Abstract P151: Joint Association of 61 Snps in Seven Nicotinic Acetylcholine Receptor Genes with Renal Function In American Indians: The Strong Heart Study
Background: Smoking is an important risk factor for chronic kidney disease, a strong predictor of cardiovascular disease. Genetic variants in the nicotinic acetylcholine receptors (nAChRs) have been associated with smoking-related phenotypes, and thus could potentially affect renal function. However, existing studies primarily focused on single SNP analysis, which is less powerful than examining the joint impact of multiple SNPs on disease etiology.
Objective: To assess the joint contribution of 61 tagSNPs in the nAChRs genes to interindividual variability in renal function among 3,665 American Indians in the Strong Heart Study (SHS), the largest investigation of cardiovascular disease and its risk factors in American Indians.

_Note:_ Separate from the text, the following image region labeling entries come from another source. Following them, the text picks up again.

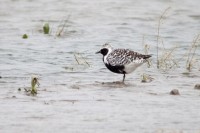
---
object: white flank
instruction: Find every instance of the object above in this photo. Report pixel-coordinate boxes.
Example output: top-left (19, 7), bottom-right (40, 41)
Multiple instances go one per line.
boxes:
top-left (124, 59), bottom-right (144, 73)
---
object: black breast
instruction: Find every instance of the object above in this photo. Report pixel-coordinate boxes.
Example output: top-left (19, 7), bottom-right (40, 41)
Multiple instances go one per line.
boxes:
top-left (105, 64), bottom-right (126, 74)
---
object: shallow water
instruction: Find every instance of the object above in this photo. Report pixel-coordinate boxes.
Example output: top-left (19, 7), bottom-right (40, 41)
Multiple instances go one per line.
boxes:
top-left (0, 0), bottom-right (200, 133)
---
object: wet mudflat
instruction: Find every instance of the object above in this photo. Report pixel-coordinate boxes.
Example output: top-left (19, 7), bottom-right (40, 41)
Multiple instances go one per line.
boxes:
top-left (0, 0), bottom-right (200, 133)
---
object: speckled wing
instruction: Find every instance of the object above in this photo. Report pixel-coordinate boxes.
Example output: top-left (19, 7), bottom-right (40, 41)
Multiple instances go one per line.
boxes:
top-left (107, 49), bottom-right (151, 66)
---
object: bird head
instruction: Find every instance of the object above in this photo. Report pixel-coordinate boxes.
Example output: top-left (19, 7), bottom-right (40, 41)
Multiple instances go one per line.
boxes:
top-left (96, 43), bottom-right (113, 56)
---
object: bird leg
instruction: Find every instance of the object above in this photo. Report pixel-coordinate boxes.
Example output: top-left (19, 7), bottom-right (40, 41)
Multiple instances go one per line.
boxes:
top-left (122, 73), bottom-right (125, 83)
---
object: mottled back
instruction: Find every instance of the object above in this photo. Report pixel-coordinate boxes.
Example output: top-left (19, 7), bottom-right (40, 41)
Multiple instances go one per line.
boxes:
top-left (106, 49), bottom-right (151, 66)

Methods: Renal function was assessed using estimated glomerular filtration rate (eGFR) and urine albumin-to-creatinine ratio (UACR). We first examined the association of each SNP with renal function measurements using family-based association test, adjusting for age, sex, body mass index, waist to hip ratio, history of diabetes, systolic blood pressure, total cholesterol and triglycerides. We then conducted gene-based analysis by combining p-values of all SNPs within a gene using the truncated product method weighted by each SNP’s estimated effect size. Gene-family analysis was then performed using p-values from gene-based analysis. Multiple testing was corrected using false discovery rate (FDR).

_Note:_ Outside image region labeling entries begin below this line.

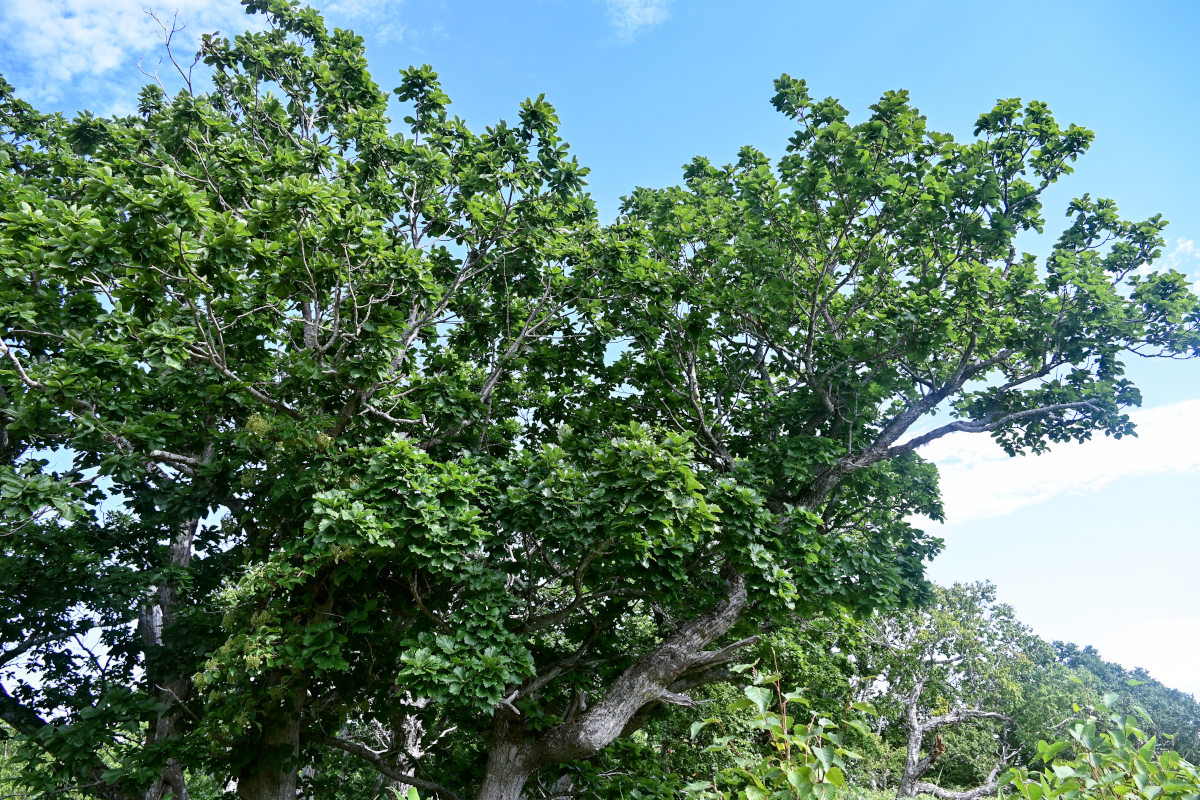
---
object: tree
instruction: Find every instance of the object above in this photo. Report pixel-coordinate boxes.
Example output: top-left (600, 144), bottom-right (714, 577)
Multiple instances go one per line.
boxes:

Results: Although multiple SNPs showed nominal or marginal association with either eGFR or UACR or both, only one SNP (rs2072659 in CHRNB2) showed significant association with UACR after correction for multiple testing (p = 0.047). Gene-based analysis indicated that, after adjusting for multiple testing, two genes (CHRNB2 and CHRNB4) were significantly associated with both eGFR and UACR (both p’s < 0.027). Gene-family analysis considering all SNPs in the seven nAChRs genes revealed a significant association of the nAChRs gene family with both eGFR and UACR (both p’s<0.003). Removing the most significant SNP (i.e., rs2072659) did not change our results, suggesting that the observed association is unlikely to be driven by this SNP. We also conducted sensitivity analysis to examine the potential impact of diabetes on our findings. Results showed that, after excluding diabetic patients, the gene-family association with eGFR remained statistically significant (p = 0.023), but the association with UACR was substantially attenuated (p = 0.091).
Conclusion: Genetic polymorphisms in the nAChRs gene family jointly contribute to renal function among American Indians in the Strong Heart Study. These findings may shed light on how smoking could influence interindividual variability in renal function among American Indians who suffer from high rates of chronic kidney disease and end stage renal disease.
- © 2013 by American Heart Association, Inc.